The Supreme Court of India on Monday expressed unhappiness over N Srinivasan’s participation in a BCCI meeting on February 8. The apex court said “Srinivasan should not have done this, we have certainly found that there is a conflict of interest”.
Srinivasan said the apex court had disqualified him only from contesting elections and not holding post as BCCI president. The court posted the case for Friday after senior advocate Kapil Sibal said he would take instructions from Srinivasan.
On January 22, 2015, heralding an overhaul in the Indian cricket administration, the Supreme Court allowed the Board of Control for Cricket in India (BCCI) to hold elections in the next six weeks, but barred persons holding commercial interests in the cricketing body’s events, including Chennai Super Kings (CSK) team owner and BCCI president-in-exile, Srinivasan, from contesting.
A Bench of Justices T.S. Thakur and Fakir Mohamed Ibrahim Kalifulla, in a detailed judgment in the 2013 IPL betting and spot-fixing case, held that the disqualification of people donning both caps of cricket administrator and IPL team owner will continue until they choose to shed one of them.
This means that Srinivasan, who is the Managing Director of India Cements, the company which owns the Chennai Super Kings, has to shed his equity in the CSK to be eligible to contest the BCCI elections.
As a prelude to this direction, the Bench held the February 2008 amendment to rule 6.2.4, which allowed cricket administrators to become team owners, as “void and ineffective”, while observing that the amendment “perpetuates” conflict of interest in the running of the popular game.
It asked whether the BCCI, which it held as conducting a “public function” and amenable to writ jurisdiction, can live with the idea that the game is being played to cheat the public. The court said people will lose interest if it is found that the game is run by a few business interests.
The Bench however, gave Srinivasan a clean chit on allegations made against him that he had misused his official position in the BCCI to cover-up the misdeeds like betting and spot-fixing indulged in by team owners and officials during IPL games. It said these were mere “suspicions” and “difficult” to prove.

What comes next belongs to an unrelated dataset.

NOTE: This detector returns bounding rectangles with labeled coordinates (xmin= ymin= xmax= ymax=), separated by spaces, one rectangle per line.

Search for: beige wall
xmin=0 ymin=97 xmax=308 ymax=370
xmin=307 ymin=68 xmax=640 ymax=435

The court further confirmed the Justice Mukul Mudgal probe committee’s findings by holding Srinivasan's son-in-law Gurunath Meiyappan and Raj Kundra, part-owner of Rajasthan Royals IPL team, guilty of betting. It dismissed claims made that Meiyappan was no team official but a cricket enthusiast. Justice Thakur, who wrote the judgment, said there was enough evidence to prove that Meiyappan was a team official privy to sensitive information.
The Bench further went on to make franchises - CSK and RR - liable for “misconduct” of Meiyappan and Kundra, saying that “misconduct is not only punishable against team officials but also against franchises”.
The Bench said it would not be fair to leave the task of deciding the quantum of punishment of CSK, RR, Meiyappan and Kundra to either the BCCI or to the apex court itself. So, it ordered the setting up of a three-member high-powered committee led by former Chief Justice of India R.S. Lodha and former Supreme Court judges Ashok Bhan and R.V. Raveendran as members to decide the question of punishment.